El 5 de noviembre de 1963, dejó de existir súbitamente en la ciudad de México,
Luis Cernuda, uno de los más destacados poetas del siglo veinte y quien junto con Manuel Altolaguirre y Emilio Prados formó un trío característico de la nueva poesía española que se dio a conocer a fines de los años veinte.
Cernuda salió de España en 1939, al terminar la guerra civil que estremeció a su patria, rumbo al extranjero para enseñar letras hispánicas, ya en la Universidad de Dolosa, en Francia, en las de Glasgow y Cambridge en Inglaterra o en la de Massachussets en Estado Unidos.
No obstante ser un poeta de imágenes surrealistas, se documentó ávidamente en la lección de los clásicos. Supo gustar el barroquismo de un Góngora y penetrar en las neblinas sub-conscientes de un Paúl Valery. Fue realmente un poeta aislado, es decir, un hombre solitario, aún cuando haya pertenecido a un grupo que resonó con los nombres de Prados, Aleixandre y Altolaguirre.

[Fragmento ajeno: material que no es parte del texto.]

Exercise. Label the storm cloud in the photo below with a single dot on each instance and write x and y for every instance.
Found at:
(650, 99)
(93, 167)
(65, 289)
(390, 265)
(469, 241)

En un primer tiempo, Luis Cernuda, tuvo afinidades con el “valerismo”. De 1930 a 1940 siguió el surrealismo. Pero finalmente cuajó como poeta con acento profundo y exclusivo en “Ornas, el Alfarero”. En esas páginas, el poder de invención del poeta se eleva a la perfección: profundidad espiritual y lirismo extasiado se conjugan mientras el pensamiento filosófico quizás se enturbie o se ilumine removiendo el substratum de lo inconsciente.
El poeta criticado de nihilista porque siempre negó el valor de los ideales políticos, religiosos y sociales afirmando la imposibilidad de distinguir entre la verdad y el error, murió solitario, sin familia, porque nunca se casó ni tuvo hijos ni parientes, sin patria, sin país, sin España. Murió sin que “sus lentos ojos” vieran “más el sur, de ligeros paisajes dormidos en el aire”.